Alors que Gep avait rejoint depuis longtemps son atelier et sa boutique à touristes, je me réveillais doucement avec délice. Une fois le copieux petit déjeuner de Nonno avalé, sans un brin d’eau fraîche sur le visage, ni ailleurs non plus, je me jetais dans les bras de Nonna. A la sortie de Fata, à la limite de la route goudronnée, se trouvait la modeste maison de Gep. Je n’avais que cinq pas à faire, trois d’adultes, pour retrouver le contact de la nature originelle. Peu regardante sur mon état de propreté, elle me prenait avec elle tendrement et vigoureusement à la fois, tout en me réconfortant.

Au mois de juillet, le soleil ne chômait pas. Les bouleversements climatiques les plus médiatisés n’en avaient pas eu raison. Aussi, dès que ses rayons fidèles me chatouillaient, je quittais le chalet et prenais toujours la même direction. Il faut dire qu’au bout de mon chemin, un ami fidèle m’attendait, lui aussi ne sortant de son repaire qu’aux premiers rais chauffants.
A chacun de mes pas, les insectes foisonnants jaillissaient tels des étincelles, en une multitude de couleurs. Le cliché était ici une réalité que je vivais intensément. La montagne crissait, chantait, gazouillait, glougloutait. Enfant libre, heureux, insouciant, je goûtais et appréciais le moindre son. J’en profitais jusqu’au soir venu où les bruits de l’activité humaine s’estompaient et devenaient lointains, là une moto pétaradante, ici un chien qui aboyait. Je m’asseyais dans l’herbe encore tiède, las de ma trépidante journée et j’écoutais le début du silence. Un sentiment de plénitude m’envahissait alors qu’une chouette de Tengmalm se réveillait et mon estomac commençait à réclamer, les myrtilles glanées n’ayant point suffi. Je fouillais alors dans mon sac à dos où je trouvais quelques restes de l’encas du midi, des gressini amoureusement préparés par Nonno. Je buvais et m’enivrais des odeurs exacerbées par la chaleur estivale. J’aimais même celle des crottes de moutons car elle faisait partie du paysage que j’affectionnais – désormais  adulte, lors de mes moments de loisirs peu nombreux et étriqués, je fais tout pour retrouver ce bonheur enfermé dans le bocal de mes souvenirs.

Un jour d’un bleu sans taches, marchant à vive allure, j’atteignis enfin les premiers mélèzes. Je ralentis et me dirigeai vers l’un d’entre eux, toujours le même, d’une taille encore juvénile mais rassurante. Je m’adonnai alors à un rituel que je m’étais imposé et auquel je n’aurais dérogé pour rien au monde. Je m’approchai de lui et l’étreignis en l’entourant de mes jeunes bras.
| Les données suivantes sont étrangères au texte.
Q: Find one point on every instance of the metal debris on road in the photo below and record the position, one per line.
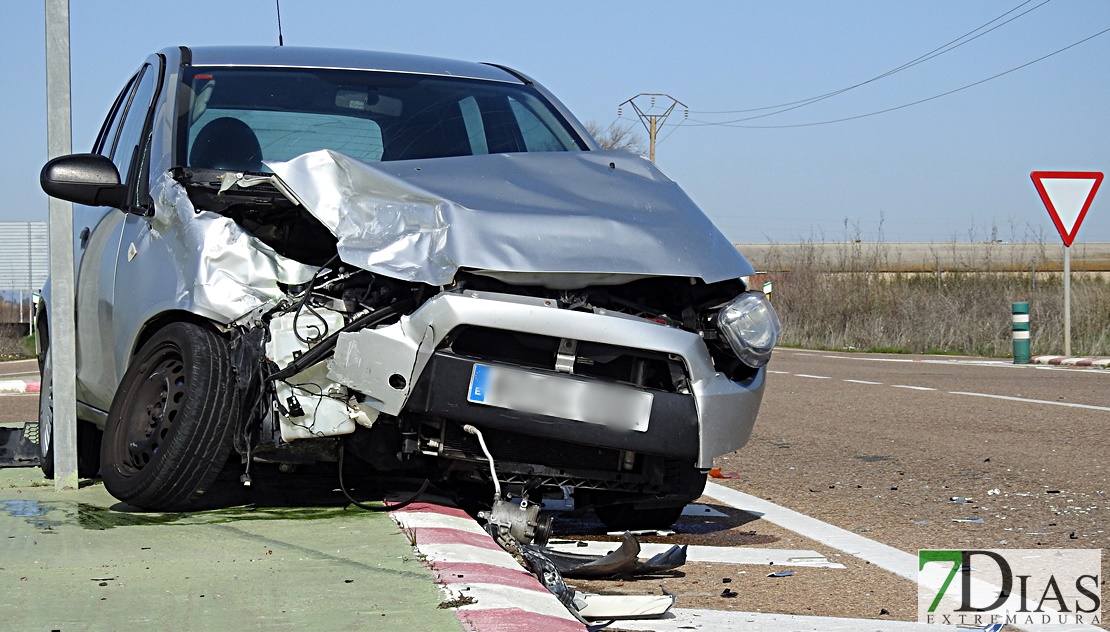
(624, 561)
C’est alors que joue contre écorce je débutai un aller-retour frottant mon appendice nasal contre la peau rugueuse de l’arbre. C’est la façon qu’ont certaines peuplades de se souhaiter la bienvenue. Le faisant toujours au même endroit, je laissais ainsi une trace d’usure sur mon ami qui en retour me laissait au moins une trace de résine sur mes vêtements. Maman maudissait mes fréquentations chaque fois qu’elle faisait une lessive. Son rituel à elle était un truc pour se débarrasser du côté attachant de leur sève, avant la moindre opération de lavage.
Pas de croyances animistes dans mon embrassade, pas de symbole écologiste, c’était simplement de la reconnaissance.
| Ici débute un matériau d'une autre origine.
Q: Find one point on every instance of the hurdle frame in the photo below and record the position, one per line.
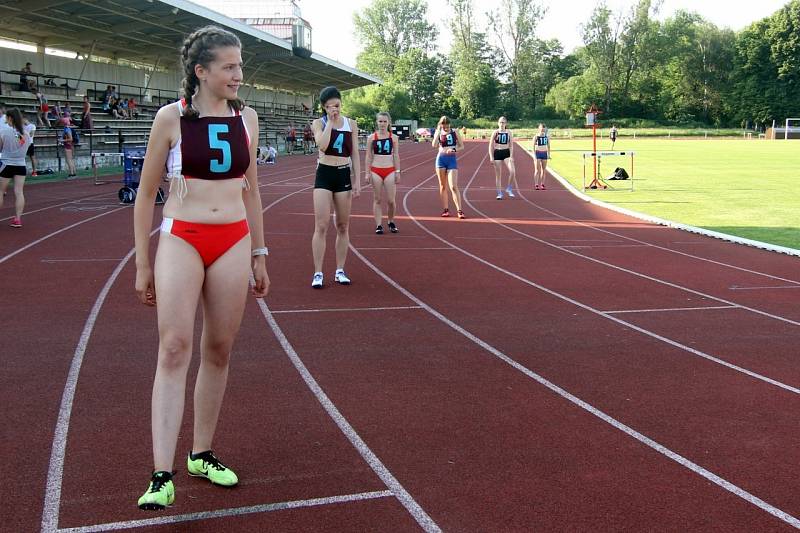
(599, 157)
Il faut dire que deux ans plus tôt un gros problème m’avait sauté à la figure. Encore le « trognon de sa maman », j’arpentais déjà les alpages. Je fouinais partout, me mêlant à la faune locale sauvage et domestiquée.
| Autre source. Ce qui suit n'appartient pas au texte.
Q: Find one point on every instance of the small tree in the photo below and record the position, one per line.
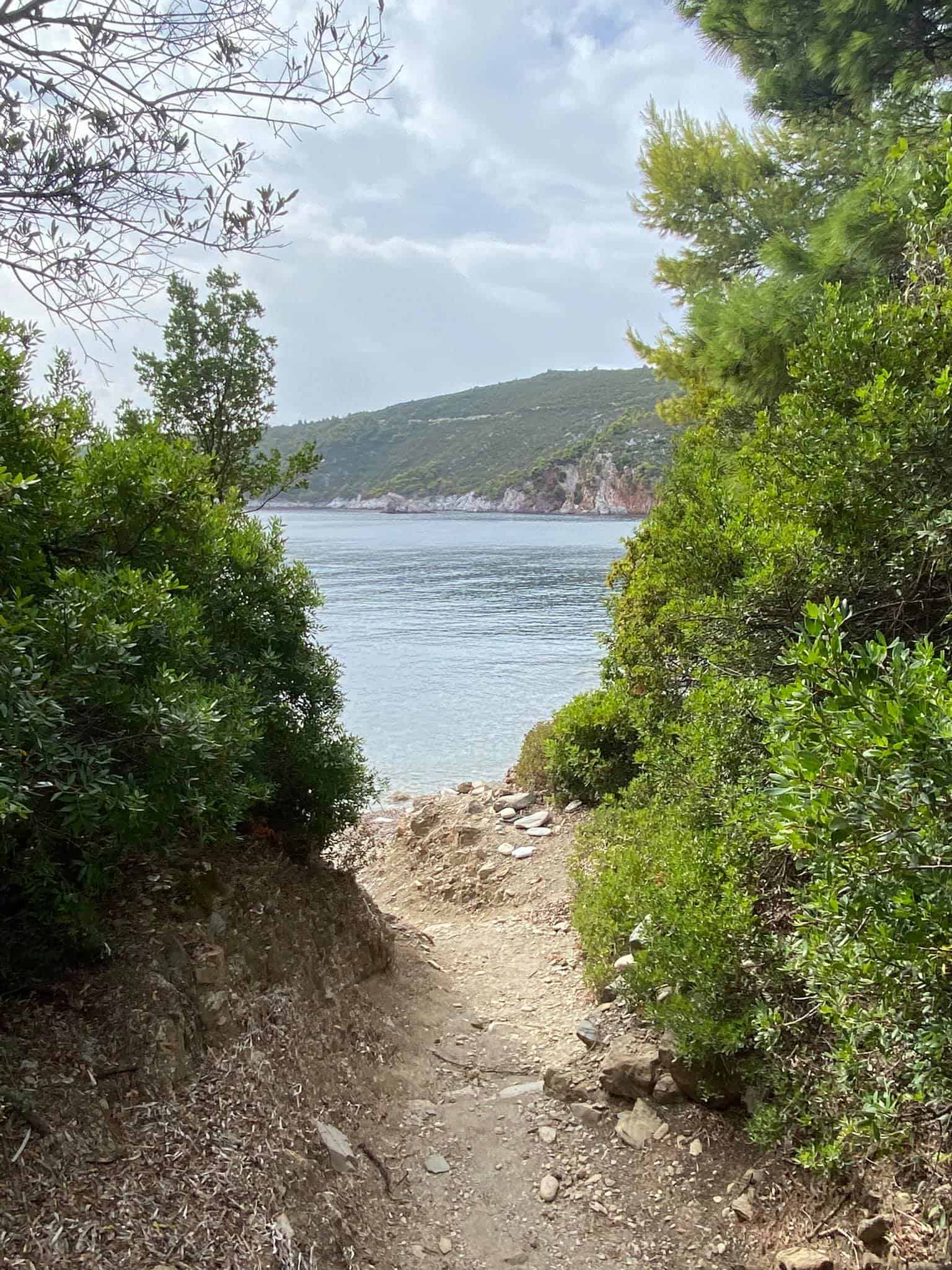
(125, 130)
(214, 386)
Un jour me prit l’envie de leurrer le patou en m’immisçant et me fondant dans le troupeau de moutons. Je me mis à quatre pattes, mimant avec application les déplacements des animaux d’estive, me faufilant dans le moindre espace libre. C’était sans compter sur le flair terrible du gardien fidèle. Et soudain, je me trouvais nez à nez avec ce dernier qui l’avala… le bout rond de mon nez.
Un cri, tel une explosion, fragmenta le troupeau. Je perdis connaissance. Un couple de randonneurs, inquiétés par le bruit s’approcha précipitamment du lieu d’émission. Ils me trouvèrent, étendu dans l’herbe, près du lac. Le visage ensanglanté suscita un deuxième cri que je crus entendre dans mon absence passagère et qui fragmenta à nouveau chien et troupeau qui s’étaient rapprochés par curiosité une fois le premier séisme passé. Un criquet tout excité sautait, allait et venait sur mon corps inerte. Je sentais juste ses petites pattes qui chatouillaient les parties dénudées de ma chair ; j’en frissonnais.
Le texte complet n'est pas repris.